Flagship Project
CivicAI
An AI-powered municipal by-law assistant built to make long-form by-law documents searchable, explainable, and easier to interact with through retrieval-augmented generation, vector search, and asynchronous document processing.
Project Overview
Building a full-stack AI system for municipal document intelligence
CivicAI is a full-stack AI system that enables users to ask natural language questions about municipal by-law documents and receive structured, citation-backed answers. The system combines retrieval-augmented generation (RAG), vector search, and a scalable asynchronous processing pipeline to support real-world document workflows.
Role
End-to-end builder
System Type
Full-stack AI application
Focus
Municipal document intelligence
Pipeline
Async RAG + vector search
Storage
PostgreSQL + pgvector + S3
Infra
Redis, Celery, Docker, AWS
Problem
Municipal by-law documents are often long, dense, and difficult to search efficiently.
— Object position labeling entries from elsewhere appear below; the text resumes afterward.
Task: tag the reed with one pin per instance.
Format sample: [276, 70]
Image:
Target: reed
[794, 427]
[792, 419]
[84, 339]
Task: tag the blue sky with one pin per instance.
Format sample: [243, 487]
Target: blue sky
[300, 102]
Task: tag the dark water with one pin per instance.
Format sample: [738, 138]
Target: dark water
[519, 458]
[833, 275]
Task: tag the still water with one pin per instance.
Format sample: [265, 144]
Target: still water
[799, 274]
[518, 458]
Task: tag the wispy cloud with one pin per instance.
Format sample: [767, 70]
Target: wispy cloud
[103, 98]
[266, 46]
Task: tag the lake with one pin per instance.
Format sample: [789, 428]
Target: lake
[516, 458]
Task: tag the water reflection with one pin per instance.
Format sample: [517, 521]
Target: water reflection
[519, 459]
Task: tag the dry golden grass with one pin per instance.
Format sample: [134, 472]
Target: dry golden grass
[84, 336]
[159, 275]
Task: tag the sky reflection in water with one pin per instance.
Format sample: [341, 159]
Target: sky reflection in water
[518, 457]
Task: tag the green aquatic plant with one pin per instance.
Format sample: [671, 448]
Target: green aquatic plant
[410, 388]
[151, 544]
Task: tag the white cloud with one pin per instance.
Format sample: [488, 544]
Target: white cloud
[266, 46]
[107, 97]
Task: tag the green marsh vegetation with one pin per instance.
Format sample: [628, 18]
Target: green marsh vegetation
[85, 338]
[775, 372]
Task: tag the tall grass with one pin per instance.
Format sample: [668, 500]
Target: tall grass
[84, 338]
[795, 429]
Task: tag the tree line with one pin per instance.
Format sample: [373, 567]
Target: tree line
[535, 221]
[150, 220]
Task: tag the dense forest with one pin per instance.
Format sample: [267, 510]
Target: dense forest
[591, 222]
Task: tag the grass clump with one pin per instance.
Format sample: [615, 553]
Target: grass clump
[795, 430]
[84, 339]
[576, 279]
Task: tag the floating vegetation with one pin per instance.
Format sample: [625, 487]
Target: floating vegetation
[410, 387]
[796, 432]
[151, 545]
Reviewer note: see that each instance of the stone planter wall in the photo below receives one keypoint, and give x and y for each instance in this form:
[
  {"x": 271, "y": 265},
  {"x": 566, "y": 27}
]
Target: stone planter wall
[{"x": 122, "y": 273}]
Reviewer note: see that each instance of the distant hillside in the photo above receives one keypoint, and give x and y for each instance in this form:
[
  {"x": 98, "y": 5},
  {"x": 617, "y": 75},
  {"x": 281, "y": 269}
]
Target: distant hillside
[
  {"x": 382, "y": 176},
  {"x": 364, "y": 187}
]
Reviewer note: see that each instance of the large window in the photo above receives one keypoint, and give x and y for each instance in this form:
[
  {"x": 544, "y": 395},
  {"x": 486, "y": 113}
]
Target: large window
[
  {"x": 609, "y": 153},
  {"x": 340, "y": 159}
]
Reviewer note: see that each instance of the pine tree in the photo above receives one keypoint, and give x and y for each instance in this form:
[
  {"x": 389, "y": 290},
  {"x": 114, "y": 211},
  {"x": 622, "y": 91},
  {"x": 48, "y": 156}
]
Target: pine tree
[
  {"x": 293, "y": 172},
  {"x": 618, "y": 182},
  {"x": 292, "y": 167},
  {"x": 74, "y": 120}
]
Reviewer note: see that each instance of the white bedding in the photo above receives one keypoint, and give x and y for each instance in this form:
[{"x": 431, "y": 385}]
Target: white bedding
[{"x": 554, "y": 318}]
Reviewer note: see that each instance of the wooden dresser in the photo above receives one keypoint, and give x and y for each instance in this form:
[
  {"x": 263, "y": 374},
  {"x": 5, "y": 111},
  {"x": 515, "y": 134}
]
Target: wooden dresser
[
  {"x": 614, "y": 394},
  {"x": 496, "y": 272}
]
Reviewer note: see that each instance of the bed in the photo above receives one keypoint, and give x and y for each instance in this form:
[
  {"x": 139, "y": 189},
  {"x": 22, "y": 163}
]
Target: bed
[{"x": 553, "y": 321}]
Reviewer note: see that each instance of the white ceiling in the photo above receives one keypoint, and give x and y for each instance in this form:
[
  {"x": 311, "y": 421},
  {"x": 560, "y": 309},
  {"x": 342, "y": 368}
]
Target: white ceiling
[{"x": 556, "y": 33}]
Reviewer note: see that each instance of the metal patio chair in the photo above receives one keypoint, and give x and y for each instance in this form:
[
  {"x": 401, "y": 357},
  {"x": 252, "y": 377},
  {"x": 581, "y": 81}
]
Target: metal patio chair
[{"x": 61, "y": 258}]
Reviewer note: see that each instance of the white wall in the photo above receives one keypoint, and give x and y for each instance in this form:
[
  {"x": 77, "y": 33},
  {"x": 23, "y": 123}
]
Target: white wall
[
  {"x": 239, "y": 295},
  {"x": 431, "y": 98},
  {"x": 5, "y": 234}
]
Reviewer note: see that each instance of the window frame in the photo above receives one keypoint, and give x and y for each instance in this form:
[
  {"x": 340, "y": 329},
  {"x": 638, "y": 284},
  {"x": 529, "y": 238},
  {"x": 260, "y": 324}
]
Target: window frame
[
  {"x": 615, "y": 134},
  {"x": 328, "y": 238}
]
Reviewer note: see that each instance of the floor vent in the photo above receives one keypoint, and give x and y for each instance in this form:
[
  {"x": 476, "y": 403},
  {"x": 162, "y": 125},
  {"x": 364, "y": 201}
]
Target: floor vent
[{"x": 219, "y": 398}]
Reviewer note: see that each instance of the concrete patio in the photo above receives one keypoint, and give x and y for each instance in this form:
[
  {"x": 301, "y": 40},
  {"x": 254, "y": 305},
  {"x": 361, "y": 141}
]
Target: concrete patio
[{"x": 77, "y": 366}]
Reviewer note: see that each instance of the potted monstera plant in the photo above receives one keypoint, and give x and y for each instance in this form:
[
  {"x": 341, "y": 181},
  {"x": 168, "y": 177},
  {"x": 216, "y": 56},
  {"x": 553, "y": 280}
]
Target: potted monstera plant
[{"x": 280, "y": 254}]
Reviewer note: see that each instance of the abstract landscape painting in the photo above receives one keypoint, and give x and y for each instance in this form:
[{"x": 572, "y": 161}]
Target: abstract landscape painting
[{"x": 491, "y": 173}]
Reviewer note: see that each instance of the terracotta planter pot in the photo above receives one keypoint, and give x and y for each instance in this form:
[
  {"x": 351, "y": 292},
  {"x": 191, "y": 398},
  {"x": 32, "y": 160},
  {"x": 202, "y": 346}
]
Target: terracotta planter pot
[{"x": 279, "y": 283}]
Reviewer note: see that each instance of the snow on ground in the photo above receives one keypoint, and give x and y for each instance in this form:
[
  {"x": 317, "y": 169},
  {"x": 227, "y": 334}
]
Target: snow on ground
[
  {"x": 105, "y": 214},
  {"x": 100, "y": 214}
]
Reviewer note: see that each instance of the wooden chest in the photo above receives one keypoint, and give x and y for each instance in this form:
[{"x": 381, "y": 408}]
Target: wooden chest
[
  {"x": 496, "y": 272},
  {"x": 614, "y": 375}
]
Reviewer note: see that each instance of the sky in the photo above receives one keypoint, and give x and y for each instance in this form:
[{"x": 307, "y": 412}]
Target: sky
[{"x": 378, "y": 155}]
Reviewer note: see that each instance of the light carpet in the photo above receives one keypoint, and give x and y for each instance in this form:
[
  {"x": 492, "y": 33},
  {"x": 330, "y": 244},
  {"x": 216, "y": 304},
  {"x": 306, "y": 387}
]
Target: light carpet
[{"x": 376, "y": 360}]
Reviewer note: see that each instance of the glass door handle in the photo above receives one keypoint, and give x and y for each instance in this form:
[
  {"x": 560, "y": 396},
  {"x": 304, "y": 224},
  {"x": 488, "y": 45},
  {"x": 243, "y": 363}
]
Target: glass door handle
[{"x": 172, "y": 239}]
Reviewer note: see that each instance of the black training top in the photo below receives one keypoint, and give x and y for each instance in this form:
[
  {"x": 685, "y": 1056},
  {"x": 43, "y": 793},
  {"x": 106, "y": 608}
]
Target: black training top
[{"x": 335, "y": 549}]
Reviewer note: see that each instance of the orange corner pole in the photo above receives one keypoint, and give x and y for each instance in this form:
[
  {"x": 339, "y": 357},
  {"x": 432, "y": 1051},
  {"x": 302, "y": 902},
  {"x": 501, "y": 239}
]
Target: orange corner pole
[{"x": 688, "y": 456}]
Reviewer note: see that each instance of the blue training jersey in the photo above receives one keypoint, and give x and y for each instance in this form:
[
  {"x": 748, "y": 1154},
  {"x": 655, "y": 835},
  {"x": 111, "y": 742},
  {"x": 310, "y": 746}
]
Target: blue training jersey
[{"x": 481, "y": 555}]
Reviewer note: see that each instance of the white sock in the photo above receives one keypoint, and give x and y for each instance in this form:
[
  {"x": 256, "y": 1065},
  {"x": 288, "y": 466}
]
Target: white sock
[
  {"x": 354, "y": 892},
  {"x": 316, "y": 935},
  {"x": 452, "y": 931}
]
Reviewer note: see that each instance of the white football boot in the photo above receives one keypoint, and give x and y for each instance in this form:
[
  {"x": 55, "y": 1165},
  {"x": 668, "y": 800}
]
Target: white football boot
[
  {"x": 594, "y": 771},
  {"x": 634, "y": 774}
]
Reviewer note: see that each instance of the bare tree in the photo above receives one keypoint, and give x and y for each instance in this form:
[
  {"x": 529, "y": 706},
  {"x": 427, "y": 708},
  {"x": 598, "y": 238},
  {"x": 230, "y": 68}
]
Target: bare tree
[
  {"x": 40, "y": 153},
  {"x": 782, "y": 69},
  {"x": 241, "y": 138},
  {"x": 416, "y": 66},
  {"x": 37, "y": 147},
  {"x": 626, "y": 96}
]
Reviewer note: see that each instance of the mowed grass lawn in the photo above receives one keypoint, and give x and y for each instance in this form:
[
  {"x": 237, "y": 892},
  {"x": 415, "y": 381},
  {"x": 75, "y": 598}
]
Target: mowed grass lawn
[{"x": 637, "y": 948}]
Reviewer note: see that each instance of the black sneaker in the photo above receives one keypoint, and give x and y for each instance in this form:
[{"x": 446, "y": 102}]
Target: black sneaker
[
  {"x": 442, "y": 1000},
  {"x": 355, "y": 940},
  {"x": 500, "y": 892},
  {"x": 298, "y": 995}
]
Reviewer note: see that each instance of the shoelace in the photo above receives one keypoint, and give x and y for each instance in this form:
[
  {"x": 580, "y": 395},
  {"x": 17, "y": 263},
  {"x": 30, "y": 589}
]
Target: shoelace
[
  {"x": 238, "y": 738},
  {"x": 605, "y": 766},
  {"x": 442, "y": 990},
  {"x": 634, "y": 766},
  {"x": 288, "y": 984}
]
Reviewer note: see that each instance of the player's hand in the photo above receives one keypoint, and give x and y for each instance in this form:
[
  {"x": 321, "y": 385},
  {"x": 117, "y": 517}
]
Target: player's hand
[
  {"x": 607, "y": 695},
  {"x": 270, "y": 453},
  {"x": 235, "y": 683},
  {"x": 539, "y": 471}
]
Users may know what they want to ask, but not where that information is located inside a PDF. Traditional keyword search is limited, especially when users ask natural-language questions or need context-aware, source-backed answers rather than exact phrase matches.
Solution
CivicAI was built as an AI-powered municipal by-law assistant that combines retrieval-augmented generation with vector search and a background processing pipeline. Instead of relying only on surface keyword matching, the system processes uploaded by-law PDFs, stores embeddings in pgvector, and retrieves relevant passages to support explainable, citation-backed answers through a chat interface.
Architecture
CivicAI is built as a layered system combining frontend interaction, backend APIs, asynchronous processing, and retrieval-based AI workflows.

The frontend provides a clean chat-based experience for asking by-law questions. FastAPI exposes backend services for document management, answering workflows, and admin operations. Redis and Celery manage asynchronous jobs, while documents are stored in S3 and embeddings are stored in PostgreSQL with pgvector for semantic retrieval.
Processing Workflow
CivicAI uses an asynchronous document pipeline so uploaded files can be processed in the background before becoming searchable.
This workflow makes the platform more scalable and production-oriented. Instead of processing everything synchronously, jobs move through a queue and are handled by workers, allowing the application to support larger document sets and clearer job tracking.
Key Features
Natural language question answering over municipal by-laws
Citation-backed responses with page-level grounding
Admin dashboard for city and document management
Asynchronous processing using Redis and Celery
Vector search using pgvector for semantic retrieval
OCR fallback support for scanned PDF documents
Job Lifecycle
ProcessingJob
Document
Challenges
One of the key challenges was designing a reliable asynchronous processing pipeline that could handle document ingestion, OCR, chunking, and embedding without blocking the main application flow.
Another challenge was ensuring retrieval quality. The effectiveness of the system depends heavily on how documents are chunked, embedded, and stored, which required careful iteration to improve answer relevance and accuracy.
Building CivicAI as a production-style system also required thinking beyond models — focusing on APIs, job lifecycle management, infrastructure, secure deployment, and the admin workflows needed to manage cities and document sets.
Security & Deployment
CivicAI was deployed with a layered infrastructure approach using Docker, AWS EC2, Nginx, and Cloudflare. S3 is used for document storage, while Cloudflare and Nginx help secure and route traffic to the application.
The system uses HTTPS, reverse proxy architecture, environment-based configuration, and secure API communication between frontend and backend services to support a more deployment-ready setup.
Results
Outcome
Built a complete full-stack AI application that demonstrates municipal document question answering, async document processing, admin-managed ingestion, semantic retrieval, and deployment-aware engineering.
Technical Value
Strengthened hands-on experience across RAG architecture, vector search, asynchronous systems, deployment infrastructure, and full-stack AI application design.
What I Learned
CivicAI reinforced the importance of treating AI products as systems rather than isolated model demos. Building useful AI applications requires strong coordination between document ingestion, retrieval quality, job execution, API design, infrastructure, and user-facing experience. This project strengthened my approach to building AI tools that are not only technically interesting, but also architecturally practical and deployable.